Art. 3º A imposição da pena referida no artigo anterior não exclui o processo e julgamento do acusado por crime comum, na justiça ordinária, nos termos das leis de processo penal.

Art. 4º São crimes de responsabilidade os atos do Presidente da República que atentarem contra a Constituição Federal, e, especialmente, contra:

I - A existência da União:

II - O livre exercício do Poder Legislativo, do Poder Judiciário e dos poderes constitucionais dos Estados;

III - O exercício dos direitos políticos, individuais e sociais:

IV - A segurança interna do país:

V - A probidade na administração;

VI - A lei orçamentária;

VII - A guarda e o legal emprego dos dinheiros públicos;

VIII - O cumprimento das decisões judiciárias (Constituição, artigo 89).

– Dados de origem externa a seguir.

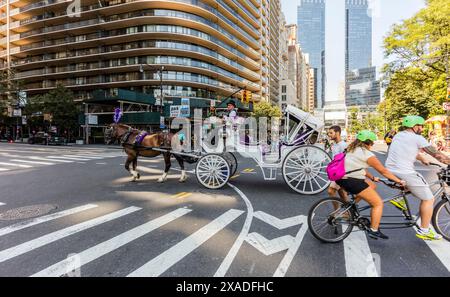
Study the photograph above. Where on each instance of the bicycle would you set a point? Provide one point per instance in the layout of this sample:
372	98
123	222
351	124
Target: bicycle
331	220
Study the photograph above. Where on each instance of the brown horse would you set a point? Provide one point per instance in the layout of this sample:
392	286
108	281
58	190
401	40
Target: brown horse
127	136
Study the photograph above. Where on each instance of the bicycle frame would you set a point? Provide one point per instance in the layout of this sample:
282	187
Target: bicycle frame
411	220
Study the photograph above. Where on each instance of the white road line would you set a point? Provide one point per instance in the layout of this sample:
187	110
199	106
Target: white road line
50	217
358	257
110	245
33	162
164	261
226	263
16	165
57	235
67	158
280	224
83	157
440	248
292	251
53	160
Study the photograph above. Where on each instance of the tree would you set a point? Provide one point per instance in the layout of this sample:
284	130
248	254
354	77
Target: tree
355	124
265	109
60	105
419	73
10	90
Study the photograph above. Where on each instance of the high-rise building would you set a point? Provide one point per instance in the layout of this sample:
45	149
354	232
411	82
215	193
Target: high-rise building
208	49
275	29
311	89
358	35
311	34
362	87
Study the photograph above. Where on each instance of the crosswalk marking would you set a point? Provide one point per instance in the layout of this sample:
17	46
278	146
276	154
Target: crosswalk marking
83	157
45	159
167	259
33	162
68	158
358	257
57	235
440	248
16	165
108	246
35	221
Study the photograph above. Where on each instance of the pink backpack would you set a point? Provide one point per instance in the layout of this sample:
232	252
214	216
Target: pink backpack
336	168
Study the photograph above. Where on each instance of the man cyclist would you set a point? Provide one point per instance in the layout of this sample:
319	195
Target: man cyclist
404	151
338	147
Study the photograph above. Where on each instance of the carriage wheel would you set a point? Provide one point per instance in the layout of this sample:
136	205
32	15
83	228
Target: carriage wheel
213	171
232	161
304	170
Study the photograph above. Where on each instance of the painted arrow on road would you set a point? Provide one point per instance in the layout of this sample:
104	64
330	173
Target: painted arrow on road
278	223
269	247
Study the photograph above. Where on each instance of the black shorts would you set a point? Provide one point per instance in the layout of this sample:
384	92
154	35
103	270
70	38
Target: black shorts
353	185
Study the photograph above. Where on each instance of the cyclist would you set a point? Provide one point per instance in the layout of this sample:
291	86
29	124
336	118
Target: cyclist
357	160
404	151
339	146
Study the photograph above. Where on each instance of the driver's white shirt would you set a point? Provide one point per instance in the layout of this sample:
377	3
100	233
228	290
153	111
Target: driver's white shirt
403	152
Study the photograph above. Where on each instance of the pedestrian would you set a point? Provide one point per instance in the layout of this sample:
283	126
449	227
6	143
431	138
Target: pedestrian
339	146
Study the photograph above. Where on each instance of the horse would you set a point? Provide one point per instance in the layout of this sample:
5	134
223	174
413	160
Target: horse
127	137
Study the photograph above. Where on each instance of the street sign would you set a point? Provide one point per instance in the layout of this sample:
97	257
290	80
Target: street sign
17	112
175	111
185	102
92	119
446	106
185	111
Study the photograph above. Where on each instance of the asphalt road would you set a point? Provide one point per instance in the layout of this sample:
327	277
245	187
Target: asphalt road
90	220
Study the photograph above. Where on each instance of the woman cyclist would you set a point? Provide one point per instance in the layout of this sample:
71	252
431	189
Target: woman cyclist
357	160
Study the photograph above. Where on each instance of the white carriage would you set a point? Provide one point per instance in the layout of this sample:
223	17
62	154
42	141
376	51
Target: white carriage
301	162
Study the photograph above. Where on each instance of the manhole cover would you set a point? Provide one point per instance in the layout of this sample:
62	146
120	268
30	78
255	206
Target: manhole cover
27	212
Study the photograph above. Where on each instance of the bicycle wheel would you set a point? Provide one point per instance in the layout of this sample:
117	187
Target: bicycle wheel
330	220
441	218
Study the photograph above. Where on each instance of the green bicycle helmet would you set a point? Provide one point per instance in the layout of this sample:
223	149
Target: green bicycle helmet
365	135
411	121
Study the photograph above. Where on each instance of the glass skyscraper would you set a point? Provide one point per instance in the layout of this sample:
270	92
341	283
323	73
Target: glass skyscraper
311	33
358	35
362	88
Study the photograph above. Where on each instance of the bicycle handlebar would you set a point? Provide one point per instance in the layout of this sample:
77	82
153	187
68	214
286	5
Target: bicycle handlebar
391	184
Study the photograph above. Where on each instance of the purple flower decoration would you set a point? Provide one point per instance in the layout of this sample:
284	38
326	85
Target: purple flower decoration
117	115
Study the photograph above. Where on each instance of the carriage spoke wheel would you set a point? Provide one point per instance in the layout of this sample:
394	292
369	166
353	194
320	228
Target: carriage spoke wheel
213	171
232	161
304	170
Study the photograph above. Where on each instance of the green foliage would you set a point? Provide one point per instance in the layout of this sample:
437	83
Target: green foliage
59	104
418	75
265	109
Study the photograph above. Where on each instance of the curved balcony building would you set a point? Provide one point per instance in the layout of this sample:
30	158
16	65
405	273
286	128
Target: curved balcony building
209	48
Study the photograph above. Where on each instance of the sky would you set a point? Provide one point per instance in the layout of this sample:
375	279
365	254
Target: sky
385	13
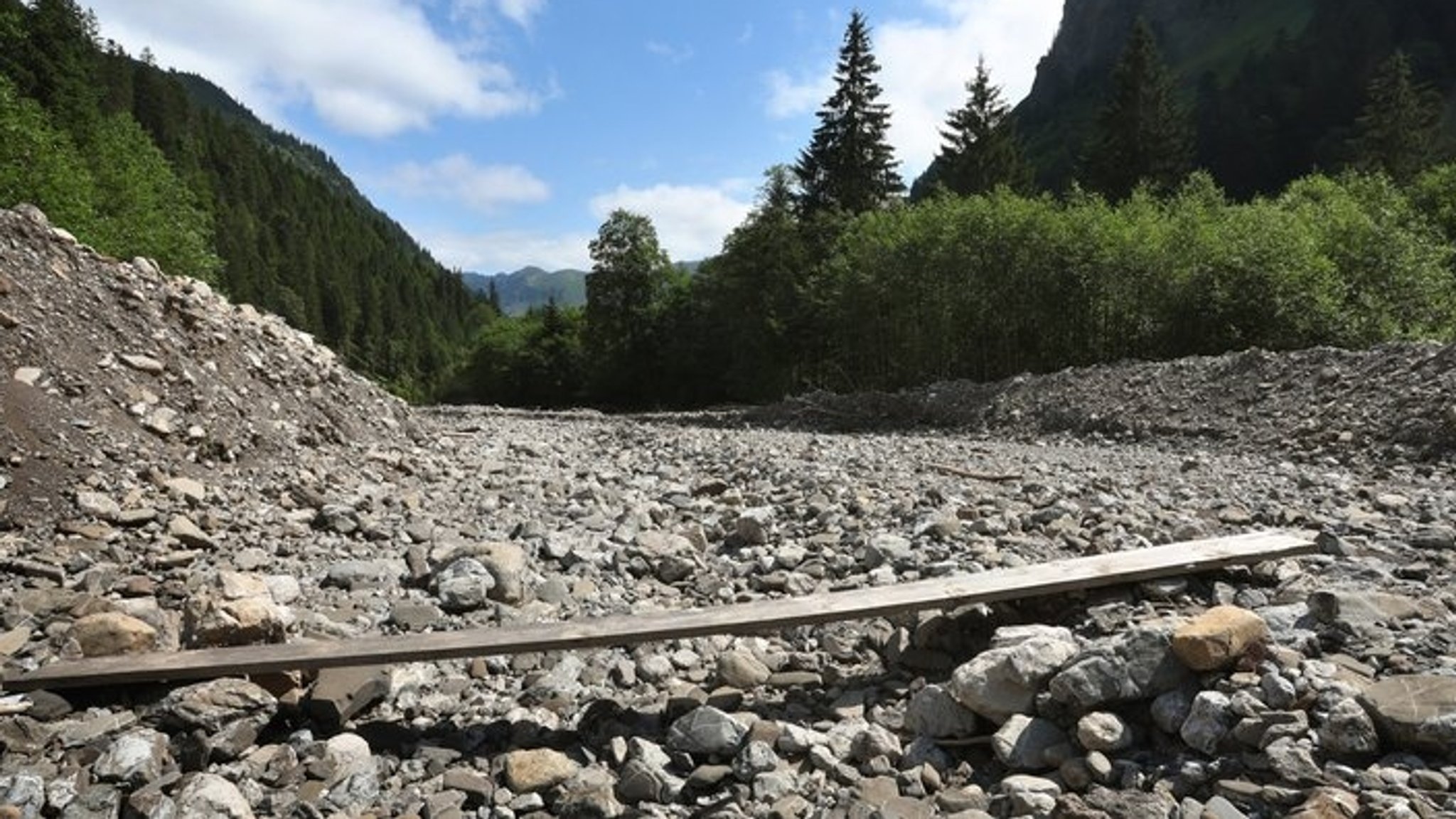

Constitui crime violar patentemente qualquer direito ou garantia individual constante do art. 141 e bem assim os direitos sociais assegurados no artigo 17 da Constituição;

...e mais adiante:

§ 37 - É assegurado a quem quer que seja o direito de representar, mediante petição dirigida aos Poderes Públicos, contra abusos de autoridades, e promover a responsabilidade delas.


"No entanto, o direito à vida vai além de simplesmente viver: é preciso uma vida digna, acesso a serviços de saúdeeducaçãosegurança e cultura, cabendo ao Estado garantir acesso de qualidade a esses e a outros bens e serviços que venha a prestar."